As the United States becomes more and more urban, the number of people hunting continues to decline, and Florida is experiencing that drop even more than other parts of the country.
According to the Florida Fish and Wildlife Conservation Commission, in 1994-95, Florida sold 175,894 resident hunter licenses and 3,480 non-resident licenses.
By 2000-2001, that had declined to 16,1882 resident license and an increase to 7,088 non-resident licenses.
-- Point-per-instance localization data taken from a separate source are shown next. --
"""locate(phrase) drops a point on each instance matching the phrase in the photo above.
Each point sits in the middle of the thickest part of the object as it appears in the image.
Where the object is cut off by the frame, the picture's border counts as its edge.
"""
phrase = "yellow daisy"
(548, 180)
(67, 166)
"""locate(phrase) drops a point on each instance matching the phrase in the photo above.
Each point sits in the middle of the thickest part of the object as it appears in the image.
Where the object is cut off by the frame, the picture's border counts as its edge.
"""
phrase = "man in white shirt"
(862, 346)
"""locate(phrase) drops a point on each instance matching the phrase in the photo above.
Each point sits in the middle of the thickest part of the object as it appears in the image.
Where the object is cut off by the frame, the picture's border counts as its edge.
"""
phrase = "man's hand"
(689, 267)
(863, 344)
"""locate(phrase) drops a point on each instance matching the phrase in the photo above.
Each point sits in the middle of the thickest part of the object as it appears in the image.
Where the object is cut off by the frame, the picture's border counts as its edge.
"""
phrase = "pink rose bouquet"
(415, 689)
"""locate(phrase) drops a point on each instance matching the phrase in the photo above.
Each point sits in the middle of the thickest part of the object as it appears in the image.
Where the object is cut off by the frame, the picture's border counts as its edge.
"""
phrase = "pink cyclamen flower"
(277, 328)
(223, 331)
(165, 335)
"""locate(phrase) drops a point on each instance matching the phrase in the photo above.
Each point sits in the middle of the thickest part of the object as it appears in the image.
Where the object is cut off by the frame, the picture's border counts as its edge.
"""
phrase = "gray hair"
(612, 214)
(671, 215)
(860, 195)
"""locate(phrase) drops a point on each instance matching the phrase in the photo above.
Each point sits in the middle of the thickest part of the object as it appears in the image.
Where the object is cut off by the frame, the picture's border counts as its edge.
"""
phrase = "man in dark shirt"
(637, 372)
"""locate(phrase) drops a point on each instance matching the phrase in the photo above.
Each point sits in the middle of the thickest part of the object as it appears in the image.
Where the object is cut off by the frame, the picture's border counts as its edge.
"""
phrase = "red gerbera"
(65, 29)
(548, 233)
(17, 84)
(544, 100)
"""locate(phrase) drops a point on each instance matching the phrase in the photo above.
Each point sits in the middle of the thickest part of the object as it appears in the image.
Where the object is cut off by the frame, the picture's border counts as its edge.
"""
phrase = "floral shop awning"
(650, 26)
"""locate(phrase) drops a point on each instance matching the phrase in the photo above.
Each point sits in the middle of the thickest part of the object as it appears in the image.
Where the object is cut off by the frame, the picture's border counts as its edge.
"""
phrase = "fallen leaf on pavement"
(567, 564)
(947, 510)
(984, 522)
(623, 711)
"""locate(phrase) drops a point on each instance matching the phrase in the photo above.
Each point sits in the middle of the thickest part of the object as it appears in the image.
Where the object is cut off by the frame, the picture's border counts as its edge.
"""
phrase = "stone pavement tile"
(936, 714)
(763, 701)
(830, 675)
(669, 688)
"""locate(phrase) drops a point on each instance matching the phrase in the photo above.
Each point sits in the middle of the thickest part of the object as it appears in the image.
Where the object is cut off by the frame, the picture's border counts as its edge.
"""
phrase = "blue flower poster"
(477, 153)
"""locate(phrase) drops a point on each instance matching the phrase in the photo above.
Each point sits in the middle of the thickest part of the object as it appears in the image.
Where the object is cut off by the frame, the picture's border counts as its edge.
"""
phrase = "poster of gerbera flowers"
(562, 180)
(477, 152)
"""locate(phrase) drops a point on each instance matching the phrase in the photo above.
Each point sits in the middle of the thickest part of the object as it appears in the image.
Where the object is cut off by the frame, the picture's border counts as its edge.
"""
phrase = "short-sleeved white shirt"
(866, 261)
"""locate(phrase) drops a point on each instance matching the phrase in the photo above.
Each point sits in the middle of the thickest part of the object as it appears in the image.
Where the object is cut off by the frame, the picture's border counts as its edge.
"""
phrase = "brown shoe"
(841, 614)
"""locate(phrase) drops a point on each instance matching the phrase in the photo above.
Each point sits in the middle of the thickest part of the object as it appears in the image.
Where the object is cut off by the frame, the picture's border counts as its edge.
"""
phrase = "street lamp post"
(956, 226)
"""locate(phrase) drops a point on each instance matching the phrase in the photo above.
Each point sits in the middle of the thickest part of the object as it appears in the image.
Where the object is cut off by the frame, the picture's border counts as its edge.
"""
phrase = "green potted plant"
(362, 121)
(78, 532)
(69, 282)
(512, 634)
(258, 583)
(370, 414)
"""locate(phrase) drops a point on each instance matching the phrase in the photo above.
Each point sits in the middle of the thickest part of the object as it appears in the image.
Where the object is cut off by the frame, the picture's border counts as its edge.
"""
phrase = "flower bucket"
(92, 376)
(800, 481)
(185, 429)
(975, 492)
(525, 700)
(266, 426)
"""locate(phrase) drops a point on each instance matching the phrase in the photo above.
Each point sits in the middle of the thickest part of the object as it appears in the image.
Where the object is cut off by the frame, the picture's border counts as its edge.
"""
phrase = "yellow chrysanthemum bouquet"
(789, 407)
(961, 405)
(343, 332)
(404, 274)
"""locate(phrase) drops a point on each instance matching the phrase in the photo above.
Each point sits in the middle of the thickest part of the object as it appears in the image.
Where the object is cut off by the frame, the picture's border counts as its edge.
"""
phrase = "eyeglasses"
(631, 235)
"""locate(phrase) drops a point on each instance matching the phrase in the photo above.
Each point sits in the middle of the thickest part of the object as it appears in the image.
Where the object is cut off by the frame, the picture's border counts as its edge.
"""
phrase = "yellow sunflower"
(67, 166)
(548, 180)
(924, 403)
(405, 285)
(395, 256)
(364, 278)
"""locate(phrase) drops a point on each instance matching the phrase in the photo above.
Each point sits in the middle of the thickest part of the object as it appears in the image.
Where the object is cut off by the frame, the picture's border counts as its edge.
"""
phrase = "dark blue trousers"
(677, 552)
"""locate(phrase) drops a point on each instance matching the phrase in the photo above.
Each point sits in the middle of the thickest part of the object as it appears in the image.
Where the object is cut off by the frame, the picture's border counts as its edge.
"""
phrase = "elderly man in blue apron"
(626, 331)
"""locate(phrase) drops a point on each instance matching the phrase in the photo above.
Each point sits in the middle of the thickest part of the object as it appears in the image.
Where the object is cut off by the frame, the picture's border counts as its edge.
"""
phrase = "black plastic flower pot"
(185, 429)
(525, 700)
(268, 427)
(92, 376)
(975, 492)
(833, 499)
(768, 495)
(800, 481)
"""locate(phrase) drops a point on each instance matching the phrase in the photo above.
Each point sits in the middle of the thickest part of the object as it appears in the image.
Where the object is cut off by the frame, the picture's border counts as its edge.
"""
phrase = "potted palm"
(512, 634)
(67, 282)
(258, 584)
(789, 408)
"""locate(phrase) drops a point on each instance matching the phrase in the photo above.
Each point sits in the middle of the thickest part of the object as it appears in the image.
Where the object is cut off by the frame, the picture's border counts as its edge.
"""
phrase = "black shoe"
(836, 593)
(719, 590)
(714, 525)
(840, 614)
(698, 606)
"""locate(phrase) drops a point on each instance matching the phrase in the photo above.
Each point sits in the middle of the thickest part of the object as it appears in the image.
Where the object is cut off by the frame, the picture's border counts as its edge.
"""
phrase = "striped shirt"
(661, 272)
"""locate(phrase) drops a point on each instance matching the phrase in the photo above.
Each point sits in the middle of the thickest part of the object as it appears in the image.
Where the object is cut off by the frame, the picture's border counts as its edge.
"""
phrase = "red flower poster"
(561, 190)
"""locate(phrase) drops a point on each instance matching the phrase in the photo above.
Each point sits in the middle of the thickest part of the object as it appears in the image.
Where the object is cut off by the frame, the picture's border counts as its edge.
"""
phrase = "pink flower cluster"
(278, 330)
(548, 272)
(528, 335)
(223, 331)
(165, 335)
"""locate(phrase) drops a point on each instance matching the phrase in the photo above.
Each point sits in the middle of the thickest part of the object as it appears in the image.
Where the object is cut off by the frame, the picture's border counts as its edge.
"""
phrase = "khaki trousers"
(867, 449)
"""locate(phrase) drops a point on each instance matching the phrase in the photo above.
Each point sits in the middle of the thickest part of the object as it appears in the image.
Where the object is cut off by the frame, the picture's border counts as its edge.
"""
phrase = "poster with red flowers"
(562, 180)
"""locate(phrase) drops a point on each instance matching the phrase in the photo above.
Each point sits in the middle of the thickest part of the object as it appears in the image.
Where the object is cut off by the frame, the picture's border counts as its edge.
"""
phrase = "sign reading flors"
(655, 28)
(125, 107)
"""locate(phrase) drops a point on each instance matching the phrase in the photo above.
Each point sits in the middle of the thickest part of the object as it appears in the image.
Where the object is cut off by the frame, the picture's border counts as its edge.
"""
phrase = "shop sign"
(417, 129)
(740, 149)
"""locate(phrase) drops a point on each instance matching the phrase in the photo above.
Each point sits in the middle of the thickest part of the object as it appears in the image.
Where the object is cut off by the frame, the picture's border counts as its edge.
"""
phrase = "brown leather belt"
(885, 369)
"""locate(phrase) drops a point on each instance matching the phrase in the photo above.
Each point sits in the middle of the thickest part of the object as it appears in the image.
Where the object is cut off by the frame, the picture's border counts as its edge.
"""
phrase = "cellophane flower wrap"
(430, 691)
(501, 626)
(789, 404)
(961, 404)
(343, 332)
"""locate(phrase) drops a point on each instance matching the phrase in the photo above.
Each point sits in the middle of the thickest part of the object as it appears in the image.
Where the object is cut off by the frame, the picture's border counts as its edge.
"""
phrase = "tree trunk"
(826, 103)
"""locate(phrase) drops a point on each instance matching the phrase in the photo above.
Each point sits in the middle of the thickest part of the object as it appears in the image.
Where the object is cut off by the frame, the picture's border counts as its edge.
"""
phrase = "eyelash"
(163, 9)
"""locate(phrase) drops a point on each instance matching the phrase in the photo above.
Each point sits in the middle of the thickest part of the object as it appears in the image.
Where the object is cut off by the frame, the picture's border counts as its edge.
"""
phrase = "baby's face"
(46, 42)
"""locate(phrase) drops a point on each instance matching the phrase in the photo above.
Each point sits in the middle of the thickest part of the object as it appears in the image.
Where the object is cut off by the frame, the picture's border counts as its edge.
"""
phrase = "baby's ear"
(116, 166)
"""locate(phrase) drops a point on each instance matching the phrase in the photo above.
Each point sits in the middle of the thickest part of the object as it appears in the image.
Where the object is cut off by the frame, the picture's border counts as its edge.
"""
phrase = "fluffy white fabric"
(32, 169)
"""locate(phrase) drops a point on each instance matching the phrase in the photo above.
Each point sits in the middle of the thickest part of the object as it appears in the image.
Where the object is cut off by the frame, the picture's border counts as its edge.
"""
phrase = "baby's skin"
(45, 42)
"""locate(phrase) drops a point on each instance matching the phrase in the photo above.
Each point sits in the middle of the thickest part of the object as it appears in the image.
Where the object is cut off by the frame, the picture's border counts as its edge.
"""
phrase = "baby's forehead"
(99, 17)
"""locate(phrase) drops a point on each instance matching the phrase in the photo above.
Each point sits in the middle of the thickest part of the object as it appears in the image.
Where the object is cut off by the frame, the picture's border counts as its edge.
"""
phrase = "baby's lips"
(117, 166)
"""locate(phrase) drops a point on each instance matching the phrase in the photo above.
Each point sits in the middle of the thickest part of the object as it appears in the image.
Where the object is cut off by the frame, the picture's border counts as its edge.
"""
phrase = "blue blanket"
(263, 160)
In 2003-2004, resident sales had dropped to 156,036 and non-resident sales dropped to 6,761.
In 9 years, then, the total number of hunting licenses sold in Florida has declined by almost 10 percent. That’s a bit higher than the national figure — the U.S. Fish and Wildlife Service estimates that from 1991-2001, sales of hunting licenses decreased 7.3 percent nationwide.
Tampa Bay online sports columnist Frank Sargeant notes that a continuing downward trend in the sale of hunting licenses could have impacts well beyond hunters,
So who besides hunter should care [about the decline]?
Anyone with an interest in wildlife and wild places, actually. License sales help fund nearly 5 million acres of public land, much of it high-quality habitat for everything from whitetail deer to wild turkeys to quail, rabbits and squirrels.
Land preserved to produce good numbers of wildlife for hunters continues to do so as long as hunting pressure is managed, as it is today in all states across the nation. That’s why there are more deer and turkeys in America’s woodlands today than there have been in 100 years.
But when the interest in hunting goes away, so do the license fees. Without funding, it’s likely that the state will have to sell more of the land currently in the wildlife management programs to make ends meet — and these days, the bulldozers are rarely far behind when a piece of woods passes into private ownership.
This is one of the problems in the animal rights activists’ claims that, taken as a whole, animal watchers spend more money on their activities than do hunters. Even if you believe this, however, the hunters, fishers and trappers still pay far more money that goes directly to wildlife and land management.
This is the case especially given that hunters and wildlife watchers currently co-exist without serious problem given the large numbers who participate in one or both activities.
Hunting licenses sales keep falling. Frank Sargeant, Tampa Bay Online, March 27, 2005.